Je le regarde partir d'un pas rapide vers les escaliers, une canette et un morceau de pain dans les mains et retourne finir de manger sous le choc. Alors là c'est la totale. Ce gars croit vraiment que…qu'on… qu'on est… Je sais que j'ai dis qu'il était mignon mais il ne faut pas pousser mémé dans les orties. S'il va crier sur tous les toits ce qu'il pense, je vous jure qu'il va avoir chaud au cul. J'imagine déjà la rumeur se répandre dans toute l'école et les autres jeunes mutants me regardaient de travers. Les uns pensant que je dois être bien bête de tomber dans les bras d'un type comme ça, d'autres que je suis une énième nana qu'il a réussis à mettre dans son lit et d'autres m'insultant de tout les noms pour leur avoir volé leur bad boy chéri.
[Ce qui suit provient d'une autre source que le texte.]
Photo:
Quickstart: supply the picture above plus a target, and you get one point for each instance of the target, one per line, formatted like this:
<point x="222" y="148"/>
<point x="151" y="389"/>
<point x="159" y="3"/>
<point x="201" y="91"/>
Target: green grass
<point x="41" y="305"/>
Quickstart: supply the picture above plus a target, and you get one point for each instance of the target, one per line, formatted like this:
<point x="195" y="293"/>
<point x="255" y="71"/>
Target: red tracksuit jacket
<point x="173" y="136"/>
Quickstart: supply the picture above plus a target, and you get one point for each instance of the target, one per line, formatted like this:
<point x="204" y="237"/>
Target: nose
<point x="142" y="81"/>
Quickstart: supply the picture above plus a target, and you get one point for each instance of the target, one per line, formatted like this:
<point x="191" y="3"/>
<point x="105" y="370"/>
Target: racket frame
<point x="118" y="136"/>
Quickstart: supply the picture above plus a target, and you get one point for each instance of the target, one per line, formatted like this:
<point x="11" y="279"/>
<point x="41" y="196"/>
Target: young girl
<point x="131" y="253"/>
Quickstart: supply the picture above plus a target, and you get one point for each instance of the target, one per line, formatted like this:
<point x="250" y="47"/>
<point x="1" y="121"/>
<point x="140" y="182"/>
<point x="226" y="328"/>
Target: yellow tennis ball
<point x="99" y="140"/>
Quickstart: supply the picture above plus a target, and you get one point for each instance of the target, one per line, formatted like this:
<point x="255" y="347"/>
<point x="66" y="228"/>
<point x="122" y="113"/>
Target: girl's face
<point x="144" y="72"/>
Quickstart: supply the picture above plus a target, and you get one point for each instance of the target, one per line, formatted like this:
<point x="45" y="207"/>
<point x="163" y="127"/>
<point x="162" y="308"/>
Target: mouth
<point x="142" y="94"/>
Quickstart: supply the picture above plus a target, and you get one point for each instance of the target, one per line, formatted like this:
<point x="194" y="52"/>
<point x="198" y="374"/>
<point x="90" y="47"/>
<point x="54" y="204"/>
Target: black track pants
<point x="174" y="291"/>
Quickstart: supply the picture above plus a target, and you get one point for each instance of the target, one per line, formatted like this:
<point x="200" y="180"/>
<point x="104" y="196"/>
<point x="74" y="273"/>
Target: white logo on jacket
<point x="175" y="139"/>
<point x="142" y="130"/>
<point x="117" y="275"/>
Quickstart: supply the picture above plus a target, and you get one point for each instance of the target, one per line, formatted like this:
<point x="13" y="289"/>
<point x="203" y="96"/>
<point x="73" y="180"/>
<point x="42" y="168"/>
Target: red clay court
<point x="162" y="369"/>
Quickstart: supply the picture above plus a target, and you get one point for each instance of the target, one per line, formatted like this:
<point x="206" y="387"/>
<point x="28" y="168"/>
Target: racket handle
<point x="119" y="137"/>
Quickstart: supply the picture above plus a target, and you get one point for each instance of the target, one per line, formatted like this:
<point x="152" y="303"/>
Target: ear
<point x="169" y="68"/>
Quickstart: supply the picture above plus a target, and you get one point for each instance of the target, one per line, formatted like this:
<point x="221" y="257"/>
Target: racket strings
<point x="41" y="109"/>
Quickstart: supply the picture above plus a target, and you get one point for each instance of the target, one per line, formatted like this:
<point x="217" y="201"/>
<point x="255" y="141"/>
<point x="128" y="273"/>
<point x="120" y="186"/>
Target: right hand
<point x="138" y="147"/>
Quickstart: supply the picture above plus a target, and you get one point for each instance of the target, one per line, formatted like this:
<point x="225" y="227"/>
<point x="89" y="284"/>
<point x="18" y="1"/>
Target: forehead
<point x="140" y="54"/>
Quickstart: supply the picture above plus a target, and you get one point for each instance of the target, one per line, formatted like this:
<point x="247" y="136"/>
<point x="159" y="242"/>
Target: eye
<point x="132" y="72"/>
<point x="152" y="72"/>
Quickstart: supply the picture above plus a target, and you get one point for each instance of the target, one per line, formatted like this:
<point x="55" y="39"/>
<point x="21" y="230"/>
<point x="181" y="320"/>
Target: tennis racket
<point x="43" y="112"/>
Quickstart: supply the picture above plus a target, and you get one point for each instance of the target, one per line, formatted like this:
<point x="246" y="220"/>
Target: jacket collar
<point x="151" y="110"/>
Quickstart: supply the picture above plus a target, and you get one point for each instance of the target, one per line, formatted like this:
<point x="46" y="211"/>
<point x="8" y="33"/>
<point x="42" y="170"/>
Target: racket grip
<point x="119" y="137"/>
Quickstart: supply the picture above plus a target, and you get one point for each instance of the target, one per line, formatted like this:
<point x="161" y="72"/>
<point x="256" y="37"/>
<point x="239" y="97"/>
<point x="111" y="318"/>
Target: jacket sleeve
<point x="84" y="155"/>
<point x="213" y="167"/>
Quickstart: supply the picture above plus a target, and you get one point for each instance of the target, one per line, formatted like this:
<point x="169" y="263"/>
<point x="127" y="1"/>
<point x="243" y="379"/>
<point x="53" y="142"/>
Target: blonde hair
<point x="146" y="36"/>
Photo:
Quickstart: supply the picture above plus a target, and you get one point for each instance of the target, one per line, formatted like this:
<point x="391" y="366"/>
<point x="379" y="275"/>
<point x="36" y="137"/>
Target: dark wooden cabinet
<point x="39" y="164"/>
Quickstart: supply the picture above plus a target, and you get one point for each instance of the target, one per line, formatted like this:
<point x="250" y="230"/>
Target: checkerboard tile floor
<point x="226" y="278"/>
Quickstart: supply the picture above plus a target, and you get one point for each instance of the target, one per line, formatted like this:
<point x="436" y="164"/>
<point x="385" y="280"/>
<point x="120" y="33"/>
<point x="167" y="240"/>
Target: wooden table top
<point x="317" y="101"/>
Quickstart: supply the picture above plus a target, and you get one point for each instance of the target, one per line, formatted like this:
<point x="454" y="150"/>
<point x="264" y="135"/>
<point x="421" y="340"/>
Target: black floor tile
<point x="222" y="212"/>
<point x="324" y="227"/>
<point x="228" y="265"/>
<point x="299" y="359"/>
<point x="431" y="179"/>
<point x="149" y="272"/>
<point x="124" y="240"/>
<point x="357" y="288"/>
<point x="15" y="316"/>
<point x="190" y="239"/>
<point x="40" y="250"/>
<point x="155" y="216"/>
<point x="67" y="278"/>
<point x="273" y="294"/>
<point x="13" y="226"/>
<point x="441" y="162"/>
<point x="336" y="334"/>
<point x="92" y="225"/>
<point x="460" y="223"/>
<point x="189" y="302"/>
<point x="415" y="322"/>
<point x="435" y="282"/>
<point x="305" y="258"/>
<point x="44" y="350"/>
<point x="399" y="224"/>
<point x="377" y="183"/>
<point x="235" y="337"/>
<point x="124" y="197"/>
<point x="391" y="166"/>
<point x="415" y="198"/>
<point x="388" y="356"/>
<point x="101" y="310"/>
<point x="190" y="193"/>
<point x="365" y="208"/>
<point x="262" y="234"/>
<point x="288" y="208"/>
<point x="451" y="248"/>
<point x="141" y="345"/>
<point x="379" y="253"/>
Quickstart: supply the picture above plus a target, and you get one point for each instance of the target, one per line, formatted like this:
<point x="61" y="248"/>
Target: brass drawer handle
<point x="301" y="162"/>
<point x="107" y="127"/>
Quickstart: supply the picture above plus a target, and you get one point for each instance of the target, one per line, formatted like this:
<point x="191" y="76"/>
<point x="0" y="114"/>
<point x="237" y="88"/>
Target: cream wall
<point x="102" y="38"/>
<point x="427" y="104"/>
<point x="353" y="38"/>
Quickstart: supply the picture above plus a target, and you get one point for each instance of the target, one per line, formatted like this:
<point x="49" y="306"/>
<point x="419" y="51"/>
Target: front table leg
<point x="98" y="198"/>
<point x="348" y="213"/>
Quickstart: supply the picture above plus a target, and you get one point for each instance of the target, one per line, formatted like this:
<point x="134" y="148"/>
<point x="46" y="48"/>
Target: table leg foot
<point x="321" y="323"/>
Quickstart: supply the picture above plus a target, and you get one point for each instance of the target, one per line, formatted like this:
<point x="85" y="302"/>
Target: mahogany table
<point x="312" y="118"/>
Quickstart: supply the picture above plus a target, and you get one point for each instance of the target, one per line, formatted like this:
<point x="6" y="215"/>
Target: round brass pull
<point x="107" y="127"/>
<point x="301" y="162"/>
Je finis mon repas, imaginant mille et un scénarios si la rumeur se répand, et monte dans ma chambre en priant de toute mes forces pour ne pas que le jeune mutant ne raconte à quelqu'un qu'il se passe quelque chose entre John et moi. Je deviendrais le nouveau centre d'intérêts des élèves et il en n'est hors de question.


Alors que je suis allongée sur mon lit à regarder le magnifique plafond de ma chambre et de continuer de prier pour que Malicia ou ma sœur ne débarque pas ici pour m'apprendre qu'elles sont au courant pour « John et moi », quelqu'un rentre à toute vitesse dans la pièce. Ça y est, la fin du monde est proche.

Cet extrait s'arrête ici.